Correlation Between Stifel Financial and Eaton Vance
Can any of the company-specific risk be diversified away by investing in both Stifel Financial and Eaton Vance at the same time? Although using a correlation coefficient on its own may not help to predict future stock returns, this module helps to understand the diversifiable risk of combining Stifel Financial and Eaton Vance into the same portfolio, which is an essential part of the fundamental portfolio management process.
By analyzing existing cross correlation between Stifel Financial and Eaton Vance Municipal, you can compare the effects of market volatilities on Stifel Financial and Eaton Vance and check how they will diversify away market risk if combined in the same portfolio for a given time horizon. You can also utilize pair trading strategies of matching a long position in Stifel Financial with a short position of Eaton Vance. Check out your portfolio center. Please also check ongoing floating volatility patterns of Stifel Financial and Eaton Vance.
Diversification Opportunities for Stifel Financial and Eaton Vance
-0.73 | Correlation Coefficient |
Pay attention - limited upside
The 3 months correlation between Stifel and Eaton is -0.73. Overlapping area represents the amount of risk that can be diversified away by holding Stifel Financial and Eaton Vance Municipal in the same portfolio, assuming nothing else is changed. The correlation between historical prices or returns on Eaton Vance Municipal and Stifel Financial is a relative statistical measure of the degree to which these equity instruments tend to move together. The correlation coefficient measures the extent to which returns on Stifel Financial are associated (or correlated) with Eaton Vance. Values of the correlation coefficient range from -1 to +1, where. The correlation of zero (0) is possible when the price movement of Eaton Vance Municipal has no effect on the direction of Stifel Financial i.e., Stifel Financial and Eaton Vance go up and down completely randomly.

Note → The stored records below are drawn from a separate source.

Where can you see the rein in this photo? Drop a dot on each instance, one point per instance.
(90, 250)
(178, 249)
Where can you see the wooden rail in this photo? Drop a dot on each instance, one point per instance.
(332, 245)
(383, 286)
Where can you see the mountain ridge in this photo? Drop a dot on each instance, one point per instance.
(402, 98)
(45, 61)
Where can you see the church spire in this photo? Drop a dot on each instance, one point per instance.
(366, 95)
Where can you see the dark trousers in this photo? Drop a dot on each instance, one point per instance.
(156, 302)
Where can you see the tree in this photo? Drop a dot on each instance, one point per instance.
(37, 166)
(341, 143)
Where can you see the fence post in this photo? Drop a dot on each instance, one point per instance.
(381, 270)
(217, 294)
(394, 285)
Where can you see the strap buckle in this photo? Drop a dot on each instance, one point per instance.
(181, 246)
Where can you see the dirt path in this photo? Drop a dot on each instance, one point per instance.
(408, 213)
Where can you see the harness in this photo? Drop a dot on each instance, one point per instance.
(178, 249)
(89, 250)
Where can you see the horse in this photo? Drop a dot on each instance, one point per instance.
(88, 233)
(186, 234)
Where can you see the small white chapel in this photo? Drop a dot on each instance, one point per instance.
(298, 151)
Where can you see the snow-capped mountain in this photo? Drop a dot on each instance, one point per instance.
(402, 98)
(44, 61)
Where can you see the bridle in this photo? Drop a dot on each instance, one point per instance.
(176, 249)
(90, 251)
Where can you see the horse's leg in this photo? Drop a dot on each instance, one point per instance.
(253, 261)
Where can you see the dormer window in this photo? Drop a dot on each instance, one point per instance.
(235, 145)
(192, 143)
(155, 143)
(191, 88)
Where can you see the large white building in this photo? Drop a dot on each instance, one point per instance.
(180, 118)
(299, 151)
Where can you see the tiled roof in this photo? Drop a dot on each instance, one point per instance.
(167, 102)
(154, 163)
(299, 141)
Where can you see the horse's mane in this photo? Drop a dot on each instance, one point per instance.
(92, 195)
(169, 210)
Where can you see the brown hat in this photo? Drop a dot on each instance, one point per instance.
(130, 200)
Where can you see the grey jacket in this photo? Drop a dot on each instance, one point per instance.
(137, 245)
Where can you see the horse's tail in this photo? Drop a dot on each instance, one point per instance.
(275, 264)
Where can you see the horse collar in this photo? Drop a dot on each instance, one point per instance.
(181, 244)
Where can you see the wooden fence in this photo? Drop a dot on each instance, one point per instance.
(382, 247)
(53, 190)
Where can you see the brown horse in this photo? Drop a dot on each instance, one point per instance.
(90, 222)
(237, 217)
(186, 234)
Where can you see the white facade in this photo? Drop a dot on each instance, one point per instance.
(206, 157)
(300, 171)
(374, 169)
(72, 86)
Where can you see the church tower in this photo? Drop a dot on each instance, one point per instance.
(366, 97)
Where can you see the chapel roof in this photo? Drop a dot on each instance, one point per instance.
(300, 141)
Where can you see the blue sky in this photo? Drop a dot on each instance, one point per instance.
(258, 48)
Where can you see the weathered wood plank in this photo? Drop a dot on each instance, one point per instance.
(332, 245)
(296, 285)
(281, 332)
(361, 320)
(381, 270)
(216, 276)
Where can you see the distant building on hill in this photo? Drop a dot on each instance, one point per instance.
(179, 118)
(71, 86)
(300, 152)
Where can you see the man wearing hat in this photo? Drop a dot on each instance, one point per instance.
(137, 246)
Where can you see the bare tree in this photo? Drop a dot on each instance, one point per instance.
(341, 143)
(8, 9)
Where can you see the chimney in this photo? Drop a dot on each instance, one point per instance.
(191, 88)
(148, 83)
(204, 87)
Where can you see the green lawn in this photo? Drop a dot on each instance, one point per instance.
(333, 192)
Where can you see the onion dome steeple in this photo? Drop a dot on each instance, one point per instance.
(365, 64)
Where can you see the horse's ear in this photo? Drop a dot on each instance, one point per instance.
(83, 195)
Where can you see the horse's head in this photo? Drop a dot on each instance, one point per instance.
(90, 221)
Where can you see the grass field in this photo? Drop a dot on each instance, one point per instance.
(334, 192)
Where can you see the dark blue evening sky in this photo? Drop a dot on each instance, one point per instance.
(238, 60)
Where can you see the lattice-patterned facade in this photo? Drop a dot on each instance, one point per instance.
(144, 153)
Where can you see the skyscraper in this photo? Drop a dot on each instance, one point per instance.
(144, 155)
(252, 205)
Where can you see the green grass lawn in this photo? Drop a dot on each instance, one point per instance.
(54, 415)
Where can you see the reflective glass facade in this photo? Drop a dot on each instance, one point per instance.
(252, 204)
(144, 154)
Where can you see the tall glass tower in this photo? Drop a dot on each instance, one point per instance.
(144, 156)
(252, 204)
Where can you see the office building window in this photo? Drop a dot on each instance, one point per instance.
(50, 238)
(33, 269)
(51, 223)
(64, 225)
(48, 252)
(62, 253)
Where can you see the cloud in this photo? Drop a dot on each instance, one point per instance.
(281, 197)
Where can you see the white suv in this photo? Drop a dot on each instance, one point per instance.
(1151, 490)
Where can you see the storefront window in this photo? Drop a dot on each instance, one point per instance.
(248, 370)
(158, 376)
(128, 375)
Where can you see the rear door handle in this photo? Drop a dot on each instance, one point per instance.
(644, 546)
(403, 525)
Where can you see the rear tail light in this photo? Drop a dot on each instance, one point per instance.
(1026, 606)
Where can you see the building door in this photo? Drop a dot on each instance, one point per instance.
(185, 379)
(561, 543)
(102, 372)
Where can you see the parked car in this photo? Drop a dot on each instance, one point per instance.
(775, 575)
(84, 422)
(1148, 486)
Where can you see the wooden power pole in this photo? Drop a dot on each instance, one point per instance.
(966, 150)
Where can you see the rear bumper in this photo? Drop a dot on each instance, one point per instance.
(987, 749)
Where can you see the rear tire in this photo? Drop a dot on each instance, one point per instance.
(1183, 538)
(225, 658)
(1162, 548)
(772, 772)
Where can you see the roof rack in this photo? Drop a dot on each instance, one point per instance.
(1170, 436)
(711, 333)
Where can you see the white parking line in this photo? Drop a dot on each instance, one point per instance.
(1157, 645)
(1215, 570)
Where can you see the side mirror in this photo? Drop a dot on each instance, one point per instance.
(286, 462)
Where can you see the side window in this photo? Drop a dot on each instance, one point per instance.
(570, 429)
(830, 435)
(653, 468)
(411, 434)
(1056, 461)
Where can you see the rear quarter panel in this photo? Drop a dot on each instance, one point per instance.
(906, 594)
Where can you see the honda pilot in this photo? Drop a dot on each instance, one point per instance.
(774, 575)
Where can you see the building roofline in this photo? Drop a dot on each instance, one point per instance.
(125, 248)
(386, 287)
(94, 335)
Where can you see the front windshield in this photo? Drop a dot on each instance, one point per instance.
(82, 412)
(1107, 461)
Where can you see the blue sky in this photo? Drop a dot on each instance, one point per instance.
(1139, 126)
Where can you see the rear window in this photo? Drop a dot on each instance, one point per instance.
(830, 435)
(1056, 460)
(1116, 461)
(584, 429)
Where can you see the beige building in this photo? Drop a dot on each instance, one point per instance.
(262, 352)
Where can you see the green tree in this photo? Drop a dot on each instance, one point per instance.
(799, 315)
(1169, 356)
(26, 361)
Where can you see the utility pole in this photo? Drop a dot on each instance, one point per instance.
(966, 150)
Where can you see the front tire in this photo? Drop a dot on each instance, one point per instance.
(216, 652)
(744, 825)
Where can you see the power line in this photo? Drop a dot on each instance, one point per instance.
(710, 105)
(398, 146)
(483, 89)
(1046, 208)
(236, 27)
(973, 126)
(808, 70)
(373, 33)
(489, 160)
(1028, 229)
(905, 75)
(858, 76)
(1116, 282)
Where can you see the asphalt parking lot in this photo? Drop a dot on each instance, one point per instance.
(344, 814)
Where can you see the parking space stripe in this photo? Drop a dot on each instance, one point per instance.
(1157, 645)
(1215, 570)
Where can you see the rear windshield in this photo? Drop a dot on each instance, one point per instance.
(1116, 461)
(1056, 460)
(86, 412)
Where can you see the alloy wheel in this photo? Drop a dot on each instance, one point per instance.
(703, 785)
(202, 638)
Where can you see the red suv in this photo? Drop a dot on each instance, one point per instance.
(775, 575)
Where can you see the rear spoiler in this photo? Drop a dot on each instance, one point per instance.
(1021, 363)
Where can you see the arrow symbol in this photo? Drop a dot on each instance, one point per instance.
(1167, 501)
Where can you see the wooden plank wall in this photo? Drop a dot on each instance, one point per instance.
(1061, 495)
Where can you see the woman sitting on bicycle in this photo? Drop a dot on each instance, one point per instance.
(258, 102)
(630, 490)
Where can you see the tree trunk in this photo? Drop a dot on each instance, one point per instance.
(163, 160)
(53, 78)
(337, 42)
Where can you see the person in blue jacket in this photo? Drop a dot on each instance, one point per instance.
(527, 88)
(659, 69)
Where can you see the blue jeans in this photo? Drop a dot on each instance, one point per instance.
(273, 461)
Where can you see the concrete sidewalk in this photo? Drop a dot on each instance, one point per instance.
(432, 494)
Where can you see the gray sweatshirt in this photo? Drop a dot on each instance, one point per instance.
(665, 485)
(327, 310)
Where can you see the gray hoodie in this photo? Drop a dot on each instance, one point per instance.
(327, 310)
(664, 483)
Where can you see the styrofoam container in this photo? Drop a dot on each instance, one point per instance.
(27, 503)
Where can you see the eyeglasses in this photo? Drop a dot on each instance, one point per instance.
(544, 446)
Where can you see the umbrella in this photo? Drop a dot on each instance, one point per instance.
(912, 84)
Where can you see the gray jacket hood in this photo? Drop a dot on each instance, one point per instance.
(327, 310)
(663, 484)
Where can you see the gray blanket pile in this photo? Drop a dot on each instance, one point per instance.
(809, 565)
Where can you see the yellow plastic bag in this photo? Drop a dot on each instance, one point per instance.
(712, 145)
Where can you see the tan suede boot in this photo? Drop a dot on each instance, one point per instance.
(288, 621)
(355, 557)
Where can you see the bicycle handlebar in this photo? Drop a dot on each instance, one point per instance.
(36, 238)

Pair Corralation between Stifel Financial and Eaton Vance
Allowing for the 90-day total investment horizon Stifel Financial is expected to generate 6.29 times more return on investment than Eaton Vance. However, Stifel Financial is 6.29 times more volatile than Eaton Vance Municipal. It trades about 0.16 of its potential returns per unit of risk. Eaton Vance Municipal is currently generating about -0.02 per unit of risk. If you would invest 10,415 in Stifel Financial on August 31, 2024 and sell it today you would earn a total of 1,165 from holding Stifel Financial or generate 11.19% return on investment over 90 days.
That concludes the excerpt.